BRASSERIE DE [Localité 7] sera condamnée aux dépens.
PAR CES MOTIFS
Statuant publiquement, contradictoirement par mise à disposition au greffe et en premeir ressort,
Rejetons la fin de non recevoir formée par BRASSERIE DE [Localité 7],
Constatons l'acquisition de la clause résolutoire au profit de la société [L] et de la société [Localité 7] BEAUSEJOUR et donc la résiliation de plein droit des baux à effet du 28 octobre 2022.
Condamnons par provision en deniers et quittances la société BRASSERIE DE [Localité 7] à payer selon décompte au 20 novembre 2023,
au bénéfice de la société [L] (IMMOBILIERE FRANCE) la somme de 712.674,28 euros au titre des loyers, charges et accessoires en principal avec intérêts au taux légal à compter de la présente ordonnance. au bénéfice de la société [Localité 7] BEAUSEJOUR la somme de 152.157,19 euros au titre des loyers, charges et accessoires en principal avec intérêts au taux légal à compter de la présente ordonnance.
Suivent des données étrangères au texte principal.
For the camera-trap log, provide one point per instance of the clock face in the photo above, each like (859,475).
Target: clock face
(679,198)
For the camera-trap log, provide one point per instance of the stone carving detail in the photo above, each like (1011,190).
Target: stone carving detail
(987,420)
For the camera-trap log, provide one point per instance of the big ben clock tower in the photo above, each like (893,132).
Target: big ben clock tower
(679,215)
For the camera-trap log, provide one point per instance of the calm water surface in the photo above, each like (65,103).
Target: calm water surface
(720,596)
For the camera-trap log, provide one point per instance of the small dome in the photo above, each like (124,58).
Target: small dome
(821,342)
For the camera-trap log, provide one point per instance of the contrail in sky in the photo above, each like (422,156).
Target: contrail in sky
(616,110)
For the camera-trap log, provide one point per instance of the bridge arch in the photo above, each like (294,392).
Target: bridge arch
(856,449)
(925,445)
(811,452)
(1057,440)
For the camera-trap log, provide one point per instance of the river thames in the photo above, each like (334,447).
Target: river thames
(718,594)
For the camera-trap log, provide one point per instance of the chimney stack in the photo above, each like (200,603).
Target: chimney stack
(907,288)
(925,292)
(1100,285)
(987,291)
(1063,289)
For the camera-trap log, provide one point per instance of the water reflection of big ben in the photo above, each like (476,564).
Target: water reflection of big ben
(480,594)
Suspendons rétroactivement les effets de la clause résolutoire des deux baux, à condition que la société BRASSERIE DE [Localité 7] se libère des provisions ci-dessus allouées en 24 acomptes mensuels de 29.861 euros au bénéfice d'[L] et de 6.339 euros au bénéfice de [Localité 7] BEAUSEJOUR, la dernière mensualité étant majorée du solde de la dette ;
Disons que ces acomptes mensuels seront à verser en plus des loyers et charges courants, lesquels demeurent payés aux termes prévus par les contrats de bail ;
Disons que le paiement du premier de ces acomptes devra intervenir dans les 15 jours de la signification de l'ordonnance et les suivants avant le 5 de chacun des mois suivants ;
Disons qu'à défaut de règlement d'un seul acompte ou d'une seule des échéances courantes à leur terme :
l'intégralité de la dette sera immédiatement exigible,les poursuites pour son recouvrement pourront reprendre aussitôt,la clause résolutoire produira son plein et entier effet,il pourra être procédé, si besoin avec le concours de la force publique, à l'expulsion de la société BRASSERIE DE [Localité 7] et de tous occupants de son chef hors des locaux loués ;La société BRASSERIE DE [Localité 7] devra payer mensuellement aux sociétés [L] et [Localité 7] BEAUSEJOUR à titre de provision à valoir sur l'indemnité d'occupation, une somme égale au montant du loyer mensuel résultant du bail outre les charges et les taxes avec intérêt au taux légal ;
Rejetons toutes autres demandes plus amples ou contraires des parties
Disons n'y avoir lieu à appliquer les dispositions de l'article 700 du code de procédure civile,
Condamnons BRASSERIE DE [Localité 7] aux dépens incluant le coût des commandements et les frais de dénonciation aux créanciers inscrits.
AINSI JUGÉ AU PALAIS DE JUSTICE DE BOBIGNY, LE 18 MARS 2024.